Gianluca Santorelli, noto commercialista fanese e negoziatore internazionale, è solito compiere missioni di lavoro all’estero e, considerando l’aumentato rischio per le sue interazioni professionali, si sottopone con una certa regolarità agli esami per l’accertamento del Covid-19. Così aveva fatto anche al rientro dal viaggio nei Paesi Bassi. Secondo quanto si apprende dalla famiglia, il 9 ottobre si era recato in un laboratorio privato di Rimini per eseguire un test sierologico. Nella stessa giornata aveva ricevuto la risposta, che era negativa: non era stata rilevata la presenza di alcun tipo di immunoglobuline. E questo evidentemente l’ha messo su un avviso sbagliato. Dal giorno seguente, infatti, aveva iniziato a manifestare alcuni sintomi tipici del coronavirus, come tosse e febbre, a cui non ha dato importanza forte di quell’esame negativo, che peraltro confermava l’esito di precedenti accertamenti anche di tipo molecolare. Non ha considerato il periodo finestra del test, che non rileva l’infezione in un arco temporale dai 7 ai 14 giorni successivi al contagio. Perciò, Gianluca Santorelli è rimasto a casa per sei giorni. La febbre gli è salita fino a 38. E le preoccupazioni si sono affacciate quando ha accusato un affanno nel respiro. All’ospedale di Pesaro è stato portato d’urgenza dal 118 nelle prime ore notturne di giovedì 15. A Marche Nord hanno rilevato una carica virale di Covid-19 che non si riscontrava dal picco delle infezioni di marzo. Le condizioni cliniche del professionista sono rapidamente precipitate, è stato intubato dopo due giorni e dopo altri tre è stato trasferito all’ospedale regionale per la tecnica estrema - ci sono rischi per la sua invasività - che fa riposare i polmoni, affetti da una gravissima insufficienza respiratoria, affinché la terapia possa agire (a Marche Nord gli hanno trasfuso il plasma iperimmune e somministrato un antivirale). 

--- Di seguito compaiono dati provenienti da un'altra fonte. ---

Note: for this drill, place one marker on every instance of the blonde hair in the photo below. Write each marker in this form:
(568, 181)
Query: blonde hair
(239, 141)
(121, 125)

Procedura confermata ma non attivata
La moglie di Gianluca Santorelli nella giornata di giovedì si è rivolta al medico di famiglia, che le ha detto che la procedura per l’esecuzione dei tamponi doveva essere attivata dall’ospedale.

Nel pomeriggio le è arrivata la telefonata (da un cellulare) di un addetto dell’ufficio prevenzione che le ha dato conferma dell’invio dell’Usca. Tutti i figli da quel giorno sono stati tenuti prudenzialmente a casa. Ma l’Usca non è arrivata. La donna riferisce di aver ripetutamente telefonato a un numero del dipartimento di prevenzione senza mai ricevere risposta. Martedì il medico di base ha verificato che l’Usca non era stata attivata. È intervenuta la pediatra che ha risolto subito il problema per i quattro figli. Certamente, si è perso tempo prezioso. Ma ora gli sforzi sanitari, il pensiero e le preghiere sono tutti per Gianluca Santorelli.